A couple have been left distraught after the death of their little girl less than three years after her brother died from the same genetic disorder.

Isabelle Cooper, three, sadly passed away in the early hours of September 19, less than a year after being diagnosed with the same rare genetic mutation as her sibling Alexander. He was also three when he died suddenly on Boxing Day 2021.

Their mum, Dr Emily Cooper, a lecturer at the University of Central Lancashire, said: “We are devastated to say that our beautiful Isabelle died in the early hours of this morning. We are absolutely broken. However, we want you all not to think of her death, but to honour her by living life as she did: fearlessly, joyously & spontaneously.”

Dr Emily Cooper paid tribute to her daughter
Dr Emily Cooper paid tribute to her daughter (Image: @criminographer/X)

For nearly two years, little Alexander’s death was a heartwrenching mystery after there had been few signs anything was wrong. The day before he died, the three-year-old had celebrated Christmas and had been perfectly fine, spending the day opening presents and dancing with his little brother Freddie, reports the Mirror.

But the following day, Emily took Freddie for a walk and returned home to find emergency services outside the house. Alexander was rushed to hospital but died later that evening.

The family waited almost two years before doctors discovered Alexander had a rare genetic disorder, PPA2 mutation, with both his mother and father, Darren Bowes, carriers. This meant their three other children were also at risk of having the disorder and, tragically, Isabelle was affected.

Sharing the devastating blow last December, Emily said: “Everything is still so uncertain and new at the moment, we just watch and wait. She is thankfully symptomless so far, & we’ve been told that children in families who have inherited this are affected very differently. We have to hope that she’ll be one of those who largely live a normal life.”

Isabelle died in the early hours of Thursday morning
Isabelle died in the early hours of Thursday morning (Image: @criminographer/X)

The family were gifted a defibrillator in case she had a sudden heart issue and they told how they were “armed with this knowledge” which meant they could do things to help protect her, including going teetotal and avoiding vinegar as well as any stomach bugs.
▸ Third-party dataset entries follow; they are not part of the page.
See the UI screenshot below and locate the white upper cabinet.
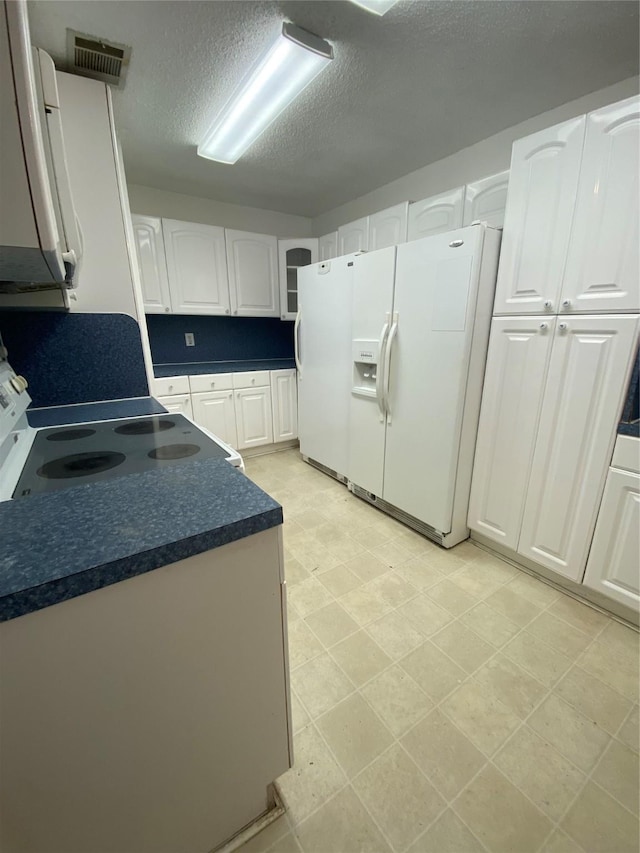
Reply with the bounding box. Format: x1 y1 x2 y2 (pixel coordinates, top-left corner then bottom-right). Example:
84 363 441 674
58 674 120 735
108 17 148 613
338 216 369 257
518 315 638 582
131 213 171 314
407 187 464 240
278 237 318 320
191 391 238 447
462 169 509 228
225 229 280 317
318 231 338 261
162 219 230 314
468 316 556 550
560 97 640 312
369 201 409 252
271 370 298 442
494 116 586 314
Emily had said: “Mostly, we just need to give her as happy and normal a life as we can, and take each day as it comes, & we’ll do just that. Be grateful for every day you and your children are healthy and happy. We know all too well how important that is. Please learn CPR and how to use a defibrillator. You might save a life like Alexander’s.”

Sadly, days after being admitted to hospital after a bout of vomiting, Isabelle died aged three on Thursday from the genetic disorder. A fundraiser has now been set up to support the family through this difficult time. You can find out more or donate here.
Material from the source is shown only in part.